2. Contenuti.​​ Il d.s. viene considerato secondo tre fondamentali accezioni: a) funzionario; b) leader educativo; c) operatore dell’«educazionale». La prima configurazione – particolarmente presente nei sistemi scolastici europei continentali di derivazione napoleonica e prussiana – considera il d.s. come una figura completamente e compiutamente inclusa nella logica dell’amministrazione di natura burocratica, ultimo anello della catena gerarchica di disposizioni e poteri formali (uffici, programmi, circolari, ordinanze) che governano il funzionamento dell’apparato. Egli deve assicurare, quindi, il rispetto delle norme, vigilare sull’operato del personale, esaudire tutti gli adempimenti che gli vengono attribuiti allo scopo di promuovere l’istruzione e di perseguire gli obiettivi assegnati alla scuola. Il secondo profilo trova le sue radici nelle tradizioni basate sui principi della decentralizzazione e dell’appartenenza della scuola alla comunità, che vedono nel d.s. soprattutto il perno animatore di realtà educativamente significative. La sua attività, pertanto, è considerata rilevante non tanto dal punto di vista della correttezza formale quanto da quello della efficacia nei confronti delle finalità sostanziali della scuola e dei suoi agenti principali, vale a dire gli alunni e gli insegnanti. La funzione primaria del d.s., allora, è di contribuire alla «qualità» della propria scuola come luogo formativo. La terza indicazione rimanda alla identificazione dell’«educazionale» come campo intermedio fra il terreno dell’«educativo» e quello dell’«amministrativo» come tali, rispettivamente specifici dell’azione dell’​​ ​​ insegnante e di quella dell’amministratore vero e proprio. L’«educazionale» costituisce una sorta di nodo centrale di una linea che ha per oggetto le strutture funzionali della scuola e che, provenendo dall’amministrativo, finisce con l’attraversare il campo dell’educativo. La dirigenza scolastica, in quanto settore di attività professionale, si concretizza prevalentemente nell’ordine delle strutture funzionali, ma non è lontana in assoluto da quello dei rapporti; in questo senso, vengono ad emergere due principali componenti della professionalità dirigenziale, che hanno rispettivamente a che fare con l’​​ ​​ organizzazione scolastica e con la​​ ​​ relazione educativa. Spetta quindi al d.s. espletare compiti di garanzia, animazione, chiarificazione, facilitazione, controllo, innovazione, guida, sostegno, contatto, rassicurazione, protezione.
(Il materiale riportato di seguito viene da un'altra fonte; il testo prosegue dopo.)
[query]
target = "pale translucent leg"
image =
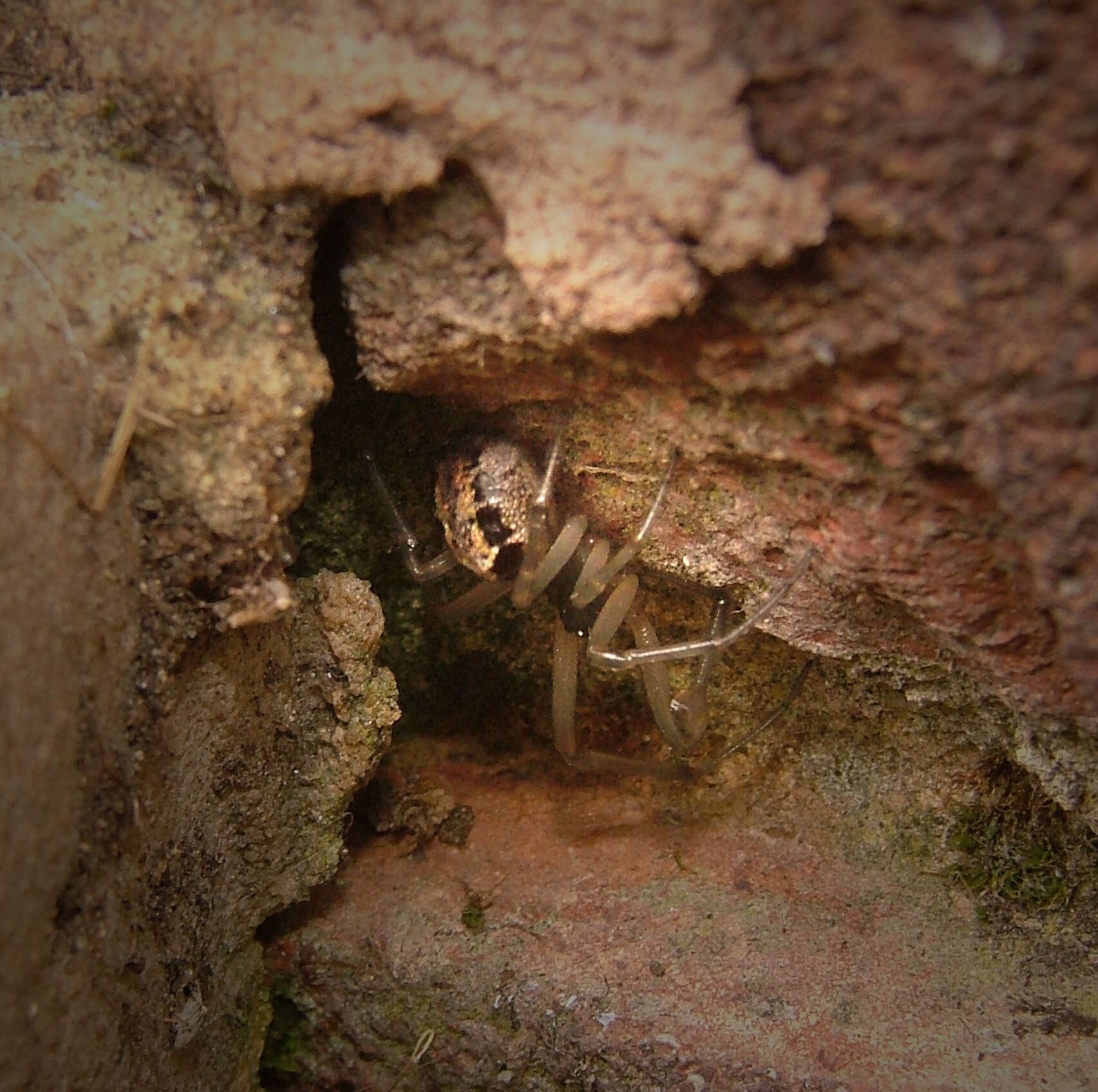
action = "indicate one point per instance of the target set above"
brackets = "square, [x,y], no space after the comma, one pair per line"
[543,561]
[422,570]
[565,655]
[538,570]
[686,650]
[477,598]
[598,572]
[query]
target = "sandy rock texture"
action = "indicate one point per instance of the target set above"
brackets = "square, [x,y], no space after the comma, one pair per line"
[840,257]
[651,955]
[174,771]
[609,136]
[915,397]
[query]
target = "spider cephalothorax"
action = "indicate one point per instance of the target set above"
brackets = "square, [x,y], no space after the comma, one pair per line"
[498,515]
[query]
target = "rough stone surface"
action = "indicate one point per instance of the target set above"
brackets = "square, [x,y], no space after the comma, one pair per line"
[167,786]
[590,942]
[609,136]
[916,397]
[914,394]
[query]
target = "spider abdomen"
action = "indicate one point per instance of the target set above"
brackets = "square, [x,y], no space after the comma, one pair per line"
[484,494]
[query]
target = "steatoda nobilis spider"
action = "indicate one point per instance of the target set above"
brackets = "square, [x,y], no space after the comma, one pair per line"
[500,523]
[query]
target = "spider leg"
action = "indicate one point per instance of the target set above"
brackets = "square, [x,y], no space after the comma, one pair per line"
[565,655]
[542,560]
[422,571]
[478,598]
[681,718]
[598,572]
[686,650]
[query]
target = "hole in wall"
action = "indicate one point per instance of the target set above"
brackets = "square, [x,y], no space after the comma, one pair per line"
[457,683]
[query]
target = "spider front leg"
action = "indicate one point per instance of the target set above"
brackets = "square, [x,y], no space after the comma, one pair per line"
[565,655]
[682,718]
[422,571]
[543,561]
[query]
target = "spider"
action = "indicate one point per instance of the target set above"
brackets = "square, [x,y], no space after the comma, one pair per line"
[501,523]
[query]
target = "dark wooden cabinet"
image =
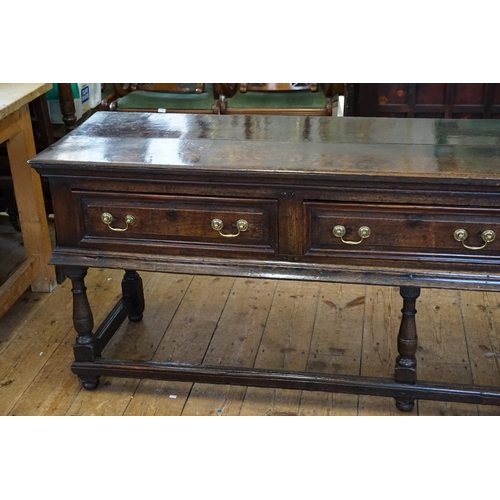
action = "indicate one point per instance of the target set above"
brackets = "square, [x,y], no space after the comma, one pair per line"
[380,201]
[423,100]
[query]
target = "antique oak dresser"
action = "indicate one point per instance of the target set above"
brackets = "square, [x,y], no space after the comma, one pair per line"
[413,203]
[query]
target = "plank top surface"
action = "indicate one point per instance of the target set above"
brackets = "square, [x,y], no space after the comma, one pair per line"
[15,95]
[459,149]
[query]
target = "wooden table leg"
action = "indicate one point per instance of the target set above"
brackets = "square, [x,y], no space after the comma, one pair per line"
[85,347]
[133,295]
[29,197]
[406,362]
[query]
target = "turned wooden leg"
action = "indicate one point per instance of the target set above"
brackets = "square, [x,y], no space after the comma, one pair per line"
[406,363]
[83,322]
[133,295]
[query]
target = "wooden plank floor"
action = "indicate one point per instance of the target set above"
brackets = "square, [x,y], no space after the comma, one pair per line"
[321,327]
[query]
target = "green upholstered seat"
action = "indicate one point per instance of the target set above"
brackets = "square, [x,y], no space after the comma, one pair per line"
[278,99]
[142,99]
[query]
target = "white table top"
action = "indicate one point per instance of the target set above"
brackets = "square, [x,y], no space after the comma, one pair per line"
[15,95]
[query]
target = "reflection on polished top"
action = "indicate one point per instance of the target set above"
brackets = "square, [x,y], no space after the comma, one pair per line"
[411,147]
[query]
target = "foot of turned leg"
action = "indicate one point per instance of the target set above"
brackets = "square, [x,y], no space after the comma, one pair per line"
[89,382]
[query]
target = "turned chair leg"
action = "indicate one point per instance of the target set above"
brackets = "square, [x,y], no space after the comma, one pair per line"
[406,363]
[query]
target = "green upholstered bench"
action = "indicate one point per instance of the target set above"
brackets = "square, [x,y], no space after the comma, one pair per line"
[298,99]
[199,99]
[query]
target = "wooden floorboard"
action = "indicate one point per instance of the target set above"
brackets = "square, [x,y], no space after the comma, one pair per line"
[321,327]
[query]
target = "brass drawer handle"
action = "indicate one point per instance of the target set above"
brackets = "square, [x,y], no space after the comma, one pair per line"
[107,218]
[363,231]
[242,226]
[488,236]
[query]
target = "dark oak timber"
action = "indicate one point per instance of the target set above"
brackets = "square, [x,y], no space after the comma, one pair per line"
[380,201]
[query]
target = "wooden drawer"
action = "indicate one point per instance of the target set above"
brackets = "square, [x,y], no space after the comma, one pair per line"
[395,231]
[177,224]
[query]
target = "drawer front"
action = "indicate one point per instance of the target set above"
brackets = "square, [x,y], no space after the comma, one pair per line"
[393,231]
[177,223]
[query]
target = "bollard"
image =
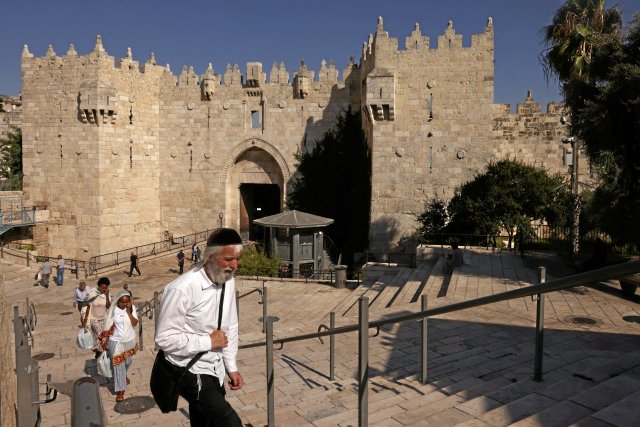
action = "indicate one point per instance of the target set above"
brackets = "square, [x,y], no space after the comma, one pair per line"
[341,276]
[537,370]
[264,306]
[271,401]
[363,363]
[423,348]
[86,406]
[332,347]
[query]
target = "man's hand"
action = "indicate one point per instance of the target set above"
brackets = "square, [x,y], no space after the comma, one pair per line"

3.​​ Prospettive.​​ Gli sviluppi più rimarchevoli toccano due precisi settori di attenzione, costituiti dalla ristrutturazione del sistema secondo il principio dell’​​ ​​ autonomia delle scuole e dall’introduzione di forme specifiche di preparazione. Per quanto riguarda il primo punto, la figura del d.s. risulta fortemente modificata in senso manageriale nell’ipotesi che ad ogni istituzione scolastica vengano riconosciute delle possibilità di autonomia – vale a dire di autodecisione ed autodeterminazione progettuale – sul piano amministrativo, curricolare e didattico. Come conseguenza, il profilo del d.s. si andrebbe sempre più decisamente staccando dalle connotazioni burocratiche per accedere a valori e competenze di impresa, con un considerevole aumento dei poteri e delle responsabilità reali (es.: selezione del personale, gestione budgetaria, ecc.). La seconda questione si riferisce alla costituzione di forme apposite di preparazione alla professione di d.s., che è presente da tempo in alcuni Paesi (es.: Stati Uniti), si sta diffondendo con grande rapidità in molti altri (es.: Gran Bretagna, Olanda, Svezia) ed è ancora assente in Italia, dove si è invece assistito al fenomeno della diffusione su vasta scala della formazione in servizio. L’ipotesi di maggiore interesse è rappresentata dall’introduzione di gradi di studio universitario postlaurea (master) appositamente finalizzati.

Bibliografia

Bush T.,​​ Theories of educational management,​​ London, Routledge and Kegan, 1986; Sheive L. T. - M. B. Schonheit (Edd.),​​ Leadership. Examining the elusive,​​ Alexandria (Virg.), Association for Supervision and Curriculum Development, 1987; Smyth J. (Ed.),​​ Critical perspectives on educational leadership,​​ London, The Falmer Press, 1989; Dalle Fratte G. (Ed.),​​ Autonomia risorsa della scuola,​​ Milano, Angeli, 1991; Scurati C. - A. Ceriani,​​ La dirigenza scolastica.​​ Vicende sviluppi e prospettive,​​ Brescia, La Scuola, 1994; Romei P.,​​ Autonomia e progettualità, Scandicci (FI), La Nuova Italia, 1995; Susi F. (Ed.),​​ Il leader educativo, Roma, Armando, 2000; Sergiovanni T. J.,​​ Dirigere la scuola comunità che apprende, Roma, LAS, 2002; Artini A.,​​ I leader educativi, Milano, Angeli, 2004.

C. Scurati

DIRITTI DEI MINORI​​ ​​ Minori




DIRITTI UMANI

 

DIRITTI UMANI

Indicano le​​ esigenze fondamentali della persona​​ che vanno soddisfatte per assicurare una realizzazione adeguata di ciascuno nella globalità delle sue dimensioni materiali e spirituali.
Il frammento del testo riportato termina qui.